I use mutt on my FreeBSD system to read my mail. To read HTML mail I simply use a .mailcap file with an entry such as
text/html; w3m -dump %s; nametemplate=%s.html; copiousoutput
This in effect dumps the HTML using w3m to a text file in order to safely display it. The problem that I had is that, because some emails that I receive are from a Japanese translators list, they are in Shift_JIS. When dumped w3m doesn’t properly detect the Shift_JIS encoding and as such the resulting output becomes garbled.

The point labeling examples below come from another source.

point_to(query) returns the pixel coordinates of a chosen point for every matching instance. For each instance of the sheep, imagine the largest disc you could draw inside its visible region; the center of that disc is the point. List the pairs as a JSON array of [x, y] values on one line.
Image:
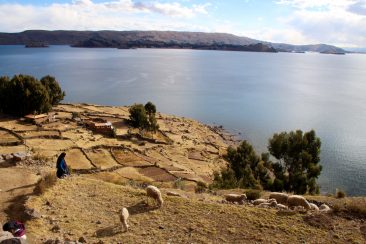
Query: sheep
[[259, 201], [313, 207], [324, 208], [235, 198], [280, 197], [296, 200], [281, 206], [264, 205], [123, 217], [154, 192], [268, 204]]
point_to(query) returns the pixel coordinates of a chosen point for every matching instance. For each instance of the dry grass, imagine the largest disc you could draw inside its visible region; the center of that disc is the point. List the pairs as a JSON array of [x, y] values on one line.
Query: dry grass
[[45, 183], [88, 208]]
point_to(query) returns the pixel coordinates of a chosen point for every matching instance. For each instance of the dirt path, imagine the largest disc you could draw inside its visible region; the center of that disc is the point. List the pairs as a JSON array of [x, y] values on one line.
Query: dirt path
[[15, 185]]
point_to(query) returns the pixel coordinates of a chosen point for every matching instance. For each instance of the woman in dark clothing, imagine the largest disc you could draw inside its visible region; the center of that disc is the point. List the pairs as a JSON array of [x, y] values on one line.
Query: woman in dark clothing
[[16, 228], [62, 169]]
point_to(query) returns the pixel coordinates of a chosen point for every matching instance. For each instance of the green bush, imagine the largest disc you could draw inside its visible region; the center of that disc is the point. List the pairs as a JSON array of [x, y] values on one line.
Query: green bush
[[138, 117], [24, 94], [340, 193], [200, 187]]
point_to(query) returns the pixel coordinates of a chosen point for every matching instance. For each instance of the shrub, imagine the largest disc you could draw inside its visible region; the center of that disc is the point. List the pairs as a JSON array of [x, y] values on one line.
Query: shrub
[[45, 183], [179, 184], [24, 94], [200, 187], [253, 194], [340, 193], [138, 117]]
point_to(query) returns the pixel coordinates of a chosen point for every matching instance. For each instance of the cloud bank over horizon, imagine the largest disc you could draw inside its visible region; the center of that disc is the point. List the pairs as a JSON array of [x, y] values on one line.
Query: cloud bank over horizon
[[336, 22]]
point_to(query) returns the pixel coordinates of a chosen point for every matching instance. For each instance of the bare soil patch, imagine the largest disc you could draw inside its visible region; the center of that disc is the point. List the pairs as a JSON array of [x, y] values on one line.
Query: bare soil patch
[[45, 144], [39, 133], [128, 158], [92, 208], [102, 158], [12, 149], [15, 184], [76, 159], [157, 174], [7, 138]]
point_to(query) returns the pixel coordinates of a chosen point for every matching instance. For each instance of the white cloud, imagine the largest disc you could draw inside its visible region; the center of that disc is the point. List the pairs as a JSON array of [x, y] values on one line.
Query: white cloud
[[88, 15], [337, 22]]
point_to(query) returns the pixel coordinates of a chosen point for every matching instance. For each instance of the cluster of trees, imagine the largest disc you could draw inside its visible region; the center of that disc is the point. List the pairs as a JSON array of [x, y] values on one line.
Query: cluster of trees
[[24, 94], [143, 117], [296, 168]]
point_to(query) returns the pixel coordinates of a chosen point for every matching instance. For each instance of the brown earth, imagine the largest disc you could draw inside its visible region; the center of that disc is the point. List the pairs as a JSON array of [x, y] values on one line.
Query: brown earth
[[109, 171]]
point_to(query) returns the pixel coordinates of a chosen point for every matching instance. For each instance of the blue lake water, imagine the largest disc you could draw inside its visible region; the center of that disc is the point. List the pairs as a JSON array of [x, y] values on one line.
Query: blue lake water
[[256, 94]]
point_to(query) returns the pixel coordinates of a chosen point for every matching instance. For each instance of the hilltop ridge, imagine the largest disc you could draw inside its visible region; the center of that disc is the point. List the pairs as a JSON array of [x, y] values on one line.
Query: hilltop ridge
[[168, 39]]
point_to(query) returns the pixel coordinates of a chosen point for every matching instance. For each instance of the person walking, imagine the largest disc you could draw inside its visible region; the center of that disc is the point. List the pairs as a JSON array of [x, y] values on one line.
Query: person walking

When I looked at the attachments in the mail with mutt’s ‘v’ command I saw that mutt at least knows the encoding of the attachment, so I figured that there should be a way of using this information with my mailcap. Turns out that there is indeed a way to do so, namely the charset variable. It turns out the mailcap format is a full RFC. RFC 1524 to be exact. Mutt furthermore uses the Content-Type headers to pull any specific settings into mailcap variables. So a Content-Type: text/html; charset=shift_jis means that %{charset} in the mailcap file will be expanded to shift_jis. We can use this with w3m’s -I flag to set a proper encoding prior to dumping.
text/html; w3m -I %{charset} -dump %s; nametemplate=%s.html; copiousoutput
As such you can be relatively sure that the dumped text will be in the appropriate encoding. Of course it depends on a properly set Content-Type header, but if you cannot depend on that one you need to dig out the recovery tools already.
Thanks for the nice post! It solved the same problem for me too! I use lynx:
text/html; lynx -display-charset=UTF-8 -dump %s -assume_charset=%{charset}; nametemplate=%s.html; copiousoutput
Bye
AD
This is for elinks with iconv. Terminal charset is set to Windows-1251
text/html; iconv -f %{charset} -t cp1251 < %s | elinks -dump ; nametemplate=%s.html; copiousoutput
Thank you SO MUCH!